Occupant son samedi après-midi comme tout jeune-homme névrosé dans sa vingtaine le ferait, Leander avait fait la lessive, lavé le sol, fait la vidange de sa voiture et avait finalement entrepris de faire sécher le linge au soleil après la petite douche qui lui avait été imposée par ses travaux d'entretien de la voiture. Pour certains, mettre des vêtements à sécher sur le fil à linge est une banale affaire, mais pas pour Leander pour qui cela constituait une activité hautement intellectuelle et artistique. D'une, il fallait déjà répartir les vêtements suivant leur poids afin de garder un certain équilibre censé ménager les trois différents fils à linge, de deux il était inimaginable de suspendre un tee-shirt avec deux pinces à linges de couleur différente, et de trois il était impératif que la couleur des pinces à linge en question soit accordée au vêtement qu'elles maintiennent. De plus, tous les vêtements pouvant être considérés comme embarrassant devaient être placés sur le fil du milieu de sorte que, si un voisin inopportun en venait à jeter un coup d'oeil indiscret à leur jardin, ses yeux n'ait accès à rien de trop compromettant. Une autre règle, que Leander n'avait jamais formulé dans sa tête comme une règle officielle, c'est qu'il tenait à ce que ses sous-vêtements restent éloignés des sous-vêtements de Rhea. Y compris les chaussettes. Par mégarde, il avait un jour accroché un de ses boxers près d'un soutien-gorge de Rhea, et en s'en rendant compte il avait senti ses joues s'embraser avec une telle intensité qu'il s'était promis de ne jamais réitéré une telle erreur. Regardant bien autour de lui pour s'assurer que personne n'avait eu vent de son geste malheureux, il avait timidement éloigné son boxer avec des airs de conspirateur. Il n'avait pas vraiment cherché à psychanalyser sa réaction, mais dans son esprit cela avait quelque chose à voir avec ce qu'il craignait que les sous-vêtements de Rhea racontent aux siens. Non pas qu'il n'eut pas confiance en Rhea, mais il avait terriblement peur que sa lingerie fine en vienne à corrompre ses slips en coton. N'importe quel jeune homme un tant soit peu rationnel en viendrait à avoir la même frayeur, non ?

Une fois les différentes tâches ménagères accomplies, Leander, en proie à un léger ennui, avait rongé l'ongle de son pouce l'espace de quelques dixième de secondes -le temps qu'il réalise qu'il était juste impensable qu'il s'attaque ainsi à une partie relativement indispensable de son corps- avant de chausser à la va-vite ses tennis pour quitter la maison sans un regard derrière lui, enfin juste un tout de même, pour vérifier qu'il avait bien fermé la porte à clef.
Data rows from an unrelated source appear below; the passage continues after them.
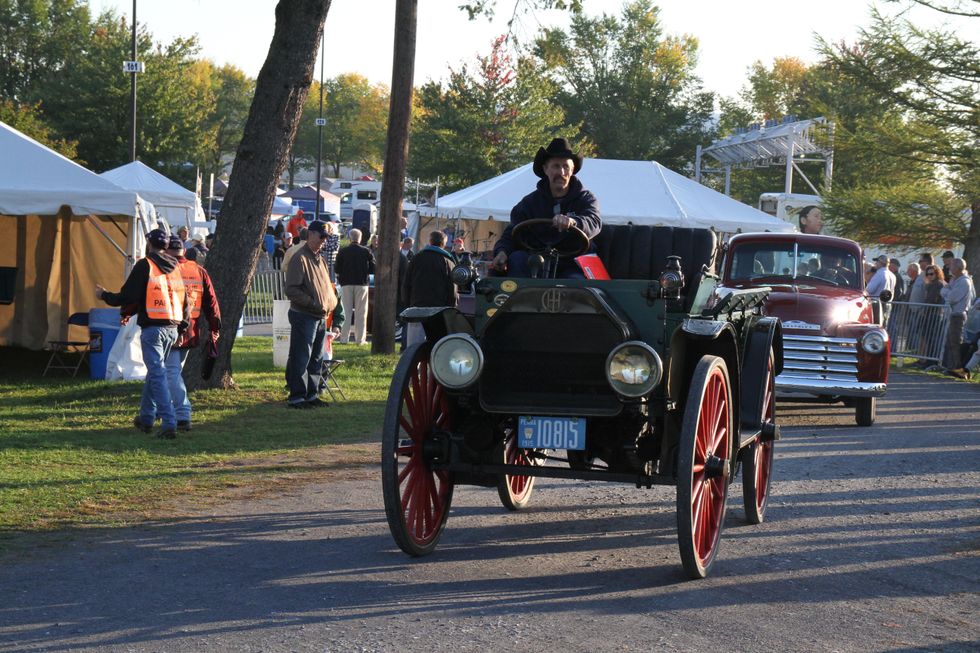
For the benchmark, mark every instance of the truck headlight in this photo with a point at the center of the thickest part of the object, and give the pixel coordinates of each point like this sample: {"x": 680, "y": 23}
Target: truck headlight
{"x": 874, "y": 342}
{"x": 457, "y": 361}
{"x": 633, "y": 369}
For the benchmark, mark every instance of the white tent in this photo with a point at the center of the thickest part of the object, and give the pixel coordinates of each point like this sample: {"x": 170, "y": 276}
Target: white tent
{"x": 63, "y": 230}
{"x": 175, "y": 203}
{"x": 637, "y": 192}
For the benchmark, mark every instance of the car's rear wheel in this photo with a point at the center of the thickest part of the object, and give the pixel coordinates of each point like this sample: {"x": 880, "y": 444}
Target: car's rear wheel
{"x": 703, "y": 466}
{"x": 416, "y": 497}
{"x": 865, "y": 410}
{"x": 757, "y": 459}
{"x": 515, "y": 491}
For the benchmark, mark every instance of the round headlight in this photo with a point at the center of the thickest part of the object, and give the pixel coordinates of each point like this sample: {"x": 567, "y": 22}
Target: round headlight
{"x": 633, "y": 369}
{"x": 456, "y": 361}
{"x": 873, "y": 342}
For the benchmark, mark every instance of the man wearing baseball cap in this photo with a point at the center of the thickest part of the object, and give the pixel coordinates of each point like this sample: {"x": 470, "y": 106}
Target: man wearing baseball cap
{"x": 154, "y": 291}
{"x": 201, "y": 299}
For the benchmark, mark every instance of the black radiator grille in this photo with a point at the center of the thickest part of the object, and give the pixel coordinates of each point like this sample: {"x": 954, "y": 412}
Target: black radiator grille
{"x": 549, "y": 364}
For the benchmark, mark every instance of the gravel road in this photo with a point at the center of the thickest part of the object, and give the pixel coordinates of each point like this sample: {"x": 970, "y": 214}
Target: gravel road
{"x": 872, "y": 544}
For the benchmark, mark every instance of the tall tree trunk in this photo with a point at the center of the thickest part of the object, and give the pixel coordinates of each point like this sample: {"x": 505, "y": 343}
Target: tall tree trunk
{"x": 396, "y": 157}
{"x": 280, "y": 91}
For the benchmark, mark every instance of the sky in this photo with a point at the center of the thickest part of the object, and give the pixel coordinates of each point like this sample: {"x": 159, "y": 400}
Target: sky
{"x": 733, "y": 34}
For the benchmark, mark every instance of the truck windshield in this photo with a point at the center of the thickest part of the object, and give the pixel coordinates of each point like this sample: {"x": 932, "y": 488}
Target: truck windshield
{"x": 790, "y": 261}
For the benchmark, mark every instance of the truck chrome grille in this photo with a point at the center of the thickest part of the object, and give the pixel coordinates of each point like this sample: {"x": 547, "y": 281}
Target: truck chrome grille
{"x": 819, "y": 357}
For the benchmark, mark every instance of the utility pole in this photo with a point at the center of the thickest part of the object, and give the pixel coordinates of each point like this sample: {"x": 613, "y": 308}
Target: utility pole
{"x": 133, "y": 67}
{"x": 320, "y": 122}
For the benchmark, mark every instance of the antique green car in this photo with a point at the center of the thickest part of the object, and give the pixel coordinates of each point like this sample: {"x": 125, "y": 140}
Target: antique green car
{"x": 657, "y": 376}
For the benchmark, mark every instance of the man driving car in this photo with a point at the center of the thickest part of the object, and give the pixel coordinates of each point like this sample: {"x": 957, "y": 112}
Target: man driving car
{"x": 559, "y": 196}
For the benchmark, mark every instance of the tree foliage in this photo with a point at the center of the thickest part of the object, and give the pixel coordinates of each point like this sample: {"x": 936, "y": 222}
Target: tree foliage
{"x": 356, "y": 114}
{"x": 485, "y": 120}
{"x": 632, "y": 87}
{"x": 932, "y": 81}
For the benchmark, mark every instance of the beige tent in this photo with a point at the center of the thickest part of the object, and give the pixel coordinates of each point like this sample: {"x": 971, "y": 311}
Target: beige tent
{"x": 63, "y": 229}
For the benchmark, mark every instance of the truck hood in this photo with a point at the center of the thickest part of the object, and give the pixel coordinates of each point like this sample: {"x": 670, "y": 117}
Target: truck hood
{"x": 817, "y": 309}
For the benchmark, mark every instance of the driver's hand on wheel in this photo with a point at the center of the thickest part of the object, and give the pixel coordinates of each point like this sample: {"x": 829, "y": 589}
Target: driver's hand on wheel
{"x": 563, "y": 222}
{"x": 500, "y": 261}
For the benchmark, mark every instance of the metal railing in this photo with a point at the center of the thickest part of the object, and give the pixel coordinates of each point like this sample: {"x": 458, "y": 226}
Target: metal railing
{"x": 267, "y": 287}
{"x": 918, "y": 330}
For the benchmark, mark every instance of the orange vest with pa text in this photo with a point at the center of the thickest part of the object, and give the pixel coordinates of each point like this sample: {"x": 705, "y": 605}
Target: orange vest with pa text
{"x": 164, "y": 294}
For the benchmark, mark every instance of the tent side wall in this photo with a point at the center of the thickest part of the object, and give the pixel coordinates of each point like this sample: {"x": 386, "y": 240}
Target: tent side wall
{"x": 58, "y": 260}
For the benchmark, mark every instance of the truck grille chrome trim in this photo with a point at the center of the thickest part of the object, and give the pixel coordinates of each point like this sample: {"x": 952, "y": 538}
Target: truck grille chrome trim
{"x": 823, "y": 365}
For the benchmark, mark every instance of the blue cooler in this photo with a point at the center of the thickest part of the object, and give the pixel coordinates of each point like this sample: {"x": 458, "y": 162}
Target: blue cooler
{"x": 103, "y": 327}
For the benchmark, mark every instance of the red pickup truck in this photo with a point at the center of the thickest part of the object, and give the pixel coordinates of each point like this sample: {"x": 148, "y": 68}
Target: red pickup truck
{"x": 834, "y": 345}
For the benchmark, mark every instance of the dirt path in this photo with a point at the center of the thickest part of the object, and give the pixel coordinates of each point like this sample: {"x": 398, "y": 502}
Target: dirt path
{"x": 872, "y": 545}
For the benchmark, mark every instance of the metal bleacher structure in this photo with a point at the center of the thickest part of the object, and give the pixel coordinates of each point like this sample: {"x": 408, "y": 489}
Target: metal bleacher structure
{"x": 787, "y": 142}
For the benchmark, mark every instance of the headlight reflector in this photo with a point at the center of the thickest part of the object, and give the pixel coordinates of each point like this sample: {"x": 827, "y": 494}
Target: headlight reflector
{"x": 633, "y": 369}
{"x": 873, "y": 342}
{"x": 457, "y": 361}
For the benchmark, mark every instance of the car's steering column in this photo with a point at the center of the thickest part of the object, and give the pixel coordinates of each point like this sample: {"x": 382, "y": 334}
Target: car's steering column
{"x": 546, "y": 245}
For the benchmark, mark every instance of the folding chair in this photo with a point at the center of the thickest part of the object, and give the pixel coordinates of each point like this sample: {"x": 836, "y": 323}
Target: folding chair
{"x": 328, "y": 381}
{"x": 61, "y": 349}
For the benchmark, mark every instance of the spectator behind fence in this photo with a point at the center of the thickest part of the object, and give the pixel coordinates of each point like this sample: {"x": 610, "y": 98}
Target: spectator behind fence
{"x": 355, "y": 264}
{"x": 929, "y": 324}
{"x": 948, "y": 256}
{"x": 959, "y": 295}
{"x": 895, "y": 267}
{"x": 883, "y": 278}
{"x": 330, "y": 249}
{"x": 291, "y": 252}
{"x": 428, "y": 281}
{"x": 972, "y": 356}
{"x": 916, "y": 286}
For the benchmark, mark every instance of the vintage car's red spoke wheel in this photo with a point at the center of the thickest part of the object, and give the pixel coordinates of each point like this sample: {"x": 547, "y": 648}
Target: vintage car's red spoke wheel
{"x": 757, "y": 459}
{"x": 417, "y": 498}
{"x": 704, "y": 458}
{"x": 515, "y": 491}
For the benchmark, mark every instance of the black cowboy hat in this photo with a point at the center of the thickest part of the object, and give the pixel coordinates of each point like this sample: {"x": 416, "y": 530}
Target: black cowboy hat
{"x": 557, "y": 148}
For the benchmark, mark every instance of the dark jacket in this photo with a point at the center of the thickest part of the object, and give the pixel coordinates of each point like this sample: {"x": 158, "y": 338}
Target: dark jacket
{"x": 427, "y": 281}
{"x": 132, "y": 296}
{"x": 354, "y": 263}
{"x": 579, "y": 203}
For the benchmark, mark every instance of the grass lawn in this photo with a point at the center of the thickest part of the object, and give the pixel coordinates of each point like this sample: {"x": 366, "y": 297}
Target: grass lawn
{"x": 69, "y": 454}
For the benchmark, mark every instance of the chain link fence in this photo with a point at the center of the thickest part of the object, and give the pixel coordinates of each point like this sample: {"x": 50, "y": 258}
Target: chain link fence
{"x": 267, "y": 286}
{"x": 918, "y": 331}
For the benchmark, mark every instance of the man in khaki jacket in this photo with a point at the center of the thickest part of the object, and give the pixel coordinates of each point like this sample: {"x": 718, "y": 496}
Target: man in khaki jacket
{"x": 314, "y": 307}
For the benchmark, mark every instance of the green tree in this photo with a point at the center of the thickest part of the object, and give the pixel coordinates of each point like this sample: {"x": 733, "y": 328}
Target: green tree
{"x": 28, "y": 120}
{"x": 231, "y": 95}
{"x": 38, "y": 40}
{"x": 485, "y": 121}
{"x": 633, "y": 88}
{"x": 90, "y": 101}
{"x": 356, "y": 119}
{"x": 932, "y": 80}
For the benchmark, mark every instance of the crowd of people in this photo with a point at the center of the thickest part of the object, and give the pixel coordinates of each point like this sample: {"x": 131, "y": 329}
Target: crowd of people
{"x": 927, "y": 284}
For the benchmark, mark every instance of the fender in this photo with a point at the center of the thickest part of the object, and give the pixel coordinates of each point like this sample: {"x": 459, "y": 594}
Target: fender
{"x": 763, "y": 335}
{"x": 438, "y": 321}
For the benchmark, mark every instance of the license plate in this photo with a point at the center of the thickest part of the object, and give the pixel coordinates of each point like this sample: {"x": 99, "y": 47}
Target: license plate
{"x": 551, "y": 433}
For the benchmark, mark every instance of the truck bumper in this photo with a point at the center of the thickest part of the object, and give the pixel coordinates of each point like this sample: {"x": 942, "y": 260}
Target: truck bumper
{"x": 844, "y": 388}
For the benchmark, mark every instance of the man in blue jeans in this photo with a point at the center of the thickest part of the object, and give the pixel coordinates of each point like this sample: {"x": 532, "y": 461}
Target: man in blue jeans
{"x": 314, "y": 307}
{"x": 155, "y": 291}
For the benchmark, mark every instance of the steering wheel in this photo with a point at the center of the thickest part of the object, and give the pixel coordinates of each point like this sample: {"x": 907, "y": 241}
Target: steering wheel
{"x": 540, "y": 236}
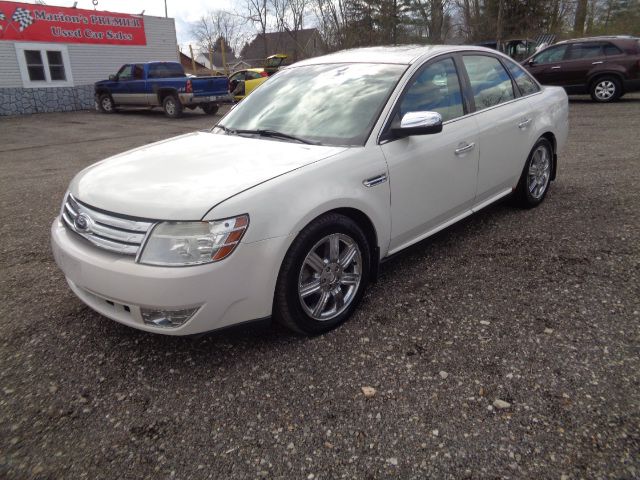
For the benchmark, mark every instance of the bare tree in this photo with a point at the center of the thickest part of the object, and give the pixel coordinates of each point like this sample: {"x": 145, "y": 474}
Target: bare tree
{"x": 218, "y": 24}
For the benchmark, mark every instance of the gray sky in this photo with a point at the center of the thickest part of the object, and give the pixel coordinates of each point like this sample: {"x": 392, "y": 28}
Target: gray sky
{"x": 184, "y": 11}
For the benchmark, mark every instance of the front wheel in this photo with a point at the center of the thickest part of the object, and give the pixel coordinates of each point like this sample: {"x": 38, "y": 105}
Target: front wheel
{"x": 536, "y": 176}
{"x": 105, "y": 103}
{"x": 172, "y": 106}
{"x": 606, "y": 89}
{"x": 209, "y": 108}
{"x": 323, "y": 276}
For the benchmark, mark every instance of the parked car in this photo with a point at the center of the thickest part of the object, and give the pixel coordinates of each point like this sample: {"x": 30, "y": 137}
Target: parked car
{"x": 604, "y": 67}
{"x": 243, "y": 82}
{"x": 198, "y": 232}
{"x": 161, "y": 84}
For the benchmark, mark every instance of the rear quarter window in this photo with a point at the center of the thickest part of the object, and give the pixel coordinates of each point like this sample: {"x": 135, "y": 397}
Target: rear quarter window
{"x": 525, "y": 83}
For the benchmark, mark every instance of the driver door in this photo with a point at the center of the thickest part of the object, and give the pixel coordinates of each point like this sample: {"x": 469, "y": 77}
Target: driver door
{"x": 432, "y": 177}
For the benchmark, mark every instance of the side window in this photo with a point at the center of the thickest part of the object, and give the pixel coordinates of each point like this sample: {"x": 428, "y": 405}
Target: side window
{"x": 551, "y": 55}
{"x": 138, "y": 72}
{"x": 435, "y": 89}
{"x": 125, "y": 73}
{"x": 611, "y": 49}
{"x": 489, "y": 80}
{"x": 525, "y": 83}
{"x": 581, "y": 51}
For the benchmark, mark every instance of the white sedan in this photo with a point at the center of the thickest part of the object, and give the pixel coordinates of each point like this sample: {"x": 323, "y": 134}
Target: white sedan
{"x": 287, "y": 206}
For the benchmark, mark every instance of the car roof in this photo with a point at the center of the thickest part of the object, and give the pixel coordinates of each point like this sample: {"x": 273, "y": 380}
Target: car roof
{"x": 602, "y": 37}
{"x": 398, "y": 54}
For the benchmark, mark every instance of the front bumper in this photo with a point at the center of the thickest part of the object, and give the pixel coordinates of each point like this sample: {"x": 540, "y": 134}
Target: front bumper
{"x": 232, "y": 291}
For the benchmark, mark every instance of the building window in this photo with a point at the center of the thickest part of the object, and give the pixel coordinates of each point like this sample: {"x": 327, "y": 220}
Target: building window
{"x": 35, "y": 67}
{"x": 56, "y": 65}
{"x": 44, "y": 65}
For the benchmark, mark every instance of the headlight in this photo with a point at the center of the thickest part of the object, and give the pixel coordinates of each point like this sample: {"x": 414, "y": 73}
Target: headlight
{"x": 193, "y": 243}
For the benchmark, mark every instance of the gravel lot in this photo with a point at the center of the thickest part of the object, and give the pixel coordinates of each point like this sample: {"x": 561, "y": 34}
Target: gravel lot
{"x": 539, "y": 309}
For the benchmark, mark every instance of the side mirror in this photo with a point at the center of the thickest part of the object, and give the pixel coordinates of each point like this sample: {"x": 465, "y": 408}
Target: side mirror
{"x": 418, "y": 123}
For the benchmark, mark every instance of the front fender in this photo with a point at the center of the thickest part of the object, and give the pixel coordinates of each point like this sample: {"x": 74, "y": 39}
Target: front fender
{"x": 284, "y": 205}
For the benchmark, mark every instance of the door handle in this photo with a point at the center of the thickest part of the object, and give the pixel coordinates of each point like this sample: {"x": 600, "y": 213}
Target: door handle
{"x": 524, "y": 124}
{"x": 465, "y": 148}
{"x": 373, "y": 181}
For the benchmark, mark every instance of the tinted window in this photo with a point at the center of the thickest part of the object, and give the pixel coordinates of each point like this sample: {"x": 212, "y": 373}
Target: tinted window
{"x": 35, "y": 67}
{"x": 165, "y": 70}
{"x": 138, "y": 72}
{"x": 435, "y": 89}
{"x": 585, "y": 50}
{"x": 56, "y": 65}
{"x": 551, "y": 55}
{"x": 490, "y": 82}
{"x": 525, "y": 83}
{"x": 333, "y": 104}
{"x": 126, "y": 72}
{"x": 610, "y": 49}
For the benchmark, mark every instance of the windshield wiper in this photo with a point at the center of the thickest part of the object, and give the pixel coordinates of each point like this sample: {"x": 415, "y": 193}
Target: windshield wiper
{"x": 265, "y": 132}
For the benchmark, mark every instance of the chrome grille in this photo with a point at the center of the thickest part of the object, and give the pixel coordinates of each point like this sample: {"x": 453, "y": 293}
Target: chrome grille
{"x": 108, "y": 231}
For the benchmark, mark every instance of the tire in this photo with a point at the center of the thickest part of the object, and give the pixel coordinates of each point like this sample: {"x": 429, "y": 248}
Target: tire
{"x": 172, "y": 106}
{"x": 536, "y": 175}
{"x": 105, "y": 103}
{"x": 209, "y": 108}
{"x": 317, "y": 289}
{"x": 606, "y": 89}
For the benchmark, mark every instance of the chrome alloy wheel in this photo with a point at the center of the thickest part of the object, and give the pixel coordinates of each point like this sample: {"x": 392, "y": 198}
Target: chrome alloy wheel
{"x": 539, "y": 172}
{"x": 330, "y": 276}
{"x": 605, "y": 90}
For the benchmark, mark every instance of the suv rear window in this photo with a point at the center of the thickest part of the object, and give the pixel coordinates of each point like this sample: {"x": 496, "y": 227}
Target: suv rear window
{"x": 585, "y": 50}
{"x": 611, "y": 49}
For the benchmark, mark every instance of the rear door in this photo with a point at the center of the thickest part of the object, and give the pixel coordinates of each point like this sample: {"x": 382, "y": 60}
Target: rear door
{"x": 120, "y": 89}
{"x": 581, "y": 59}
{"x": 137, "y": 86}
{"x": 546, "y": 66}
{"x": 432, "y": 177}
{"x": 504, "y": 120}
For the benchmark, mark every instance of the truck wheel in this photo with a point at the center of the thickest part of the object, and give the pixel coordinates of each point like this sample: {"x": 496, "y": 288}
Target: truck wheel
{"x": 105, "y": 103}
{"x": 209, "y": 108}
{"x": 172, "y": 106}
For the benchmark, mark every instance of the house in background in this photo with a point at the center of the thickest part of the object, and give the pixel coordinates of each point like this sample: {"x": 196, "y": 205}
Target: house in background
{"x": 298, "y": 45}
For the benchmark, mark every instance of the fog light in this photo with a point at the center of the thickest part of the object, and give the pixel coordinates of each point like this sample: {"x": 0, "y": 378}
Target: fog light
{"x": 167, "y": 318}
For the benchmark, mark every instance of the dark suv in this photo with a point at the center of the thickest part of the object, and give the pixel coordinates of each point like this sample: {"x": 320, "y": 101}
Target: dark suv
{"x": 605, "y": 67}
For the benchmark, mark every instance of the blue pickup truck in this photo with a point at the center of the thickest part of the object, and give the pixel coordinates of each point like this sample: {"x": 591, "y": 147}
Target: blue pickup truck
{"x": 161, "y": 84}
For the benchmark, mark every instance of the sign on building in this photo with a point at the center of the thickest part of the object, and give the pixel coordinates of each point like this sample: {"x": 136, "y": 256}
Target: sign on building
{"x": 41, "y": 23}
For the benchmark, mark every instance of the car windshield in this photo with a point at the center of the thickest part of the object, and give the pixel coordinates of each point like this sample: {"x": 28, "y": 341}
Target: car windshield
{"x": 334, "y": 104}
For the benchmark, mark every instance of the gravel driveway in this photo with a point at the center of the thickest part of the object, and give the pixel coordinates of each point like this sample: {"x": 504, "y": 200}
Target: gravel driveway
{"x": 505, "y": 347}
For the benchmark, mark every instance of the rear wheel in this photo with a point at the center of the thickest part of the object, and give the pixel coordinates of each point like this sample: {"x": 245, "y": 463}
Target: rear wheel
{"x": 209, "y": 108}
{"x": 105, "y": 103}
{"x": 536, "y": 176}
{"x": 323, "y": 276}
{"x": 172, "y": 106}
{"x": 606, "y": 89}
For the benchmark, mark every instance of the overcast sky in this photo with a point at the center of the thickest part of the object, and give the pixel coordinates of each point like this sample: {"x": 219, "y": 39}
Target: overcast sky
{"x": 184, "y": 11}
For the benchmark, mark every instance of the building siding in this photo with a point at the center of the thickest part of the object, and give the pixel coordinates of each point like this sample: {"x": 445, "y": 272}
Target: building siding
{"x": 89, "y": 63}
{"x": 9, "y": 71}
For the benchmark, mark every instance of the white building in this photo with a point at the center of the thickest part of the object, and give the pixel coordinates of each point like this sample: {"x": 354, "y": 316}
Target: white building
{"x": 51, "y": 56}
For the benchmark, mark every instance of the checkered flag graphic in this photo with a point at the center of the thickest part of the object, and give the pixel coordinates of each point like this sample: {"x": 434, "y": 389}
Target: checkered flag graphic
{"x": 23, "y": 17}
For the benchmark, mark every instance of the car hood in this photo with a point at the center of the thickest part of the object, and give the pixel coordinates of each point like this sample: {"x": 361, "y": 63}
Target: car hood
{"x": 184, "y": 177}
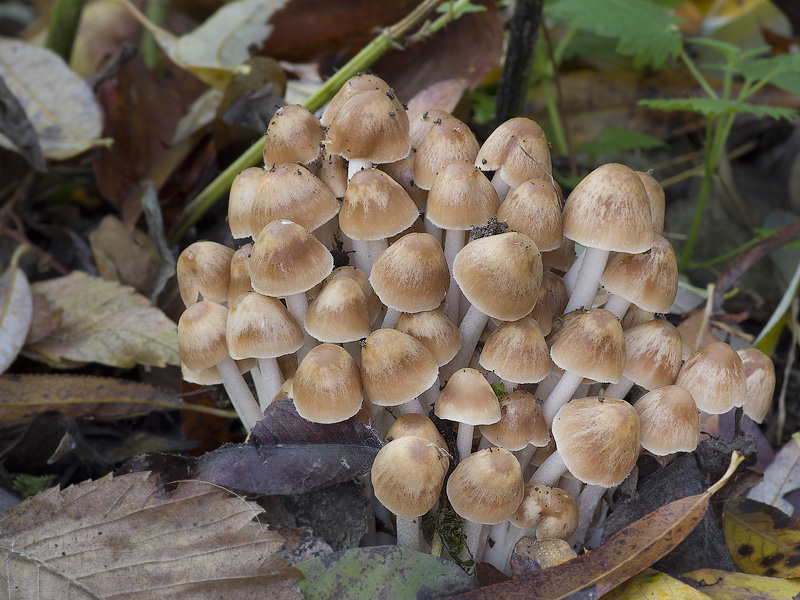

Il finit par rentrer deux heures plus tard, et, une fois n'est pas coutume, il a de la compagnie. Une compagnie doublement habituelle. Comme le gentleman qu'il est, le jeune Rosendale fait entrer son invité dans son humble demeure avant lui, pour ensuite le suivre à l'intérieur et lui présenter les lieux. Fidèle à ses devoirs d'hôte, il occupe son invité pendant au moins une demi-heure, puis, sentant que Rhea devrait bientôt rentrer à la maison, il s'installe derrière les fourneaux pour lui préparer des cookies. Il ignorait si elle aimait vraiment ça, mais il avait bien conscience qu'il aurait des tas d'aliments à tester avant de pouvoir définir clairement les goûts de sa colocataire, alors autant commencer maintenant. D'autant qu'il avait plus ou moins décider qu'ils lui réserveraient de temps à autres ce genre de petites attentions - ce n'est pas comme si elle ne pouvait pas se permettre d'épaissir un peu, avec sa silhouette toute en finesse.

À l'entente du son de la porte d'entrée s’entrebâillant doucement, Leander comprend que c'est la jeune Stark qui doit être de retour, et il se précipite aussitôt à sa rencontre avec son plat de cookies, affichant sur son visage toute l'amabilité dont il était capable, ce qui n'était vraiment, vraiment pas grand chose.

« Oh Rhea, bonsoir ! Un cookie te tenterait-il ? »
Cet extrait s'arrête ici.